Mais des schémas peu variés amènent à une identification difficile lorsque l'on joue à nouveau. Il faut alors un forte concentration pour lever toute ambiguïté. Et le joueur n'aime pas se concentrer.


Ici les schémas sont des plans de dessins animés, et surtout le jeu se déroule le long d'un dessin animé, donc formés d'une succession de plans tous différents. Il faut environ 12 minutes pour parcourir toutes les bonnes phases de Dragon's Lair avec très peu de répétitions à l'écran. Le cerveau est donc pour la première fois confronté à des situations très variées, avec pour chacune des éléments identifiables. Ces séquences forment des schémas très faciles à assimiler. A chaque situation sa solution, et exécuter cette solution dévoile un nouveau schéma à assimiler. Le cerveau pourrait en chier des arcs-en-ciel tant il clapote dans la joie.

Mais alors pourquoi est-il si difficile ?

le point faible de Dragon's Lair réside probablement dans la phase d'apprentissage. Pour des raisons de rythme et surtout de budget, les plans sont assez courts et trouver la bonne solution ne peut se faire que par essai-erreur. Le plan de dessin animé est trop court pour bien comprendre la situation. Et la moindre erreur fait recommencer tout une partie du jeu. Du coup la facilité donnée par l'aspect dessin animé est entamée par l'effort de découverte de la solution. D'ailleurs dans la salle d'arcade, quand un joueur tentait une partie, tout de suite une foule se pressait pour l'observer et apprendre. J'ai très souvent été dans cette foule et je confirme que l'on tire un certain plaisir rien qu'à regarder jouer.
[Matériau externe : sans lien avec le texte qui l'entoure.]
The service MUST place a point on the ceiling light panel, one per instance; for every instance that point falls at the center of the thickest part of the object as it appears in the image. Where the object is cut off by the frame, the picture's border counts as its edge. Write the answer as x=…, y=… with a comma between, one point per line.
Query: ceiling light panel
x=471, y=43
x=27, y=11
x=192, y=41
Vous allez me dire "Ce jeu exige surtout des réflexes de ninja!". Certes. Mais cette rapidité de réaction est exigée dès le premier niveau, et cette exigence n'évolue pas au long du jeu. La progression ne se fait pas sur les réflexes, mais sur l'acquisition des schémas. Le jeu est maintenant critiqué justement parce qu'il est tout de suite très exigeant en rapidité de réaction. Mais en 1983, il était tout à fait dans la norme.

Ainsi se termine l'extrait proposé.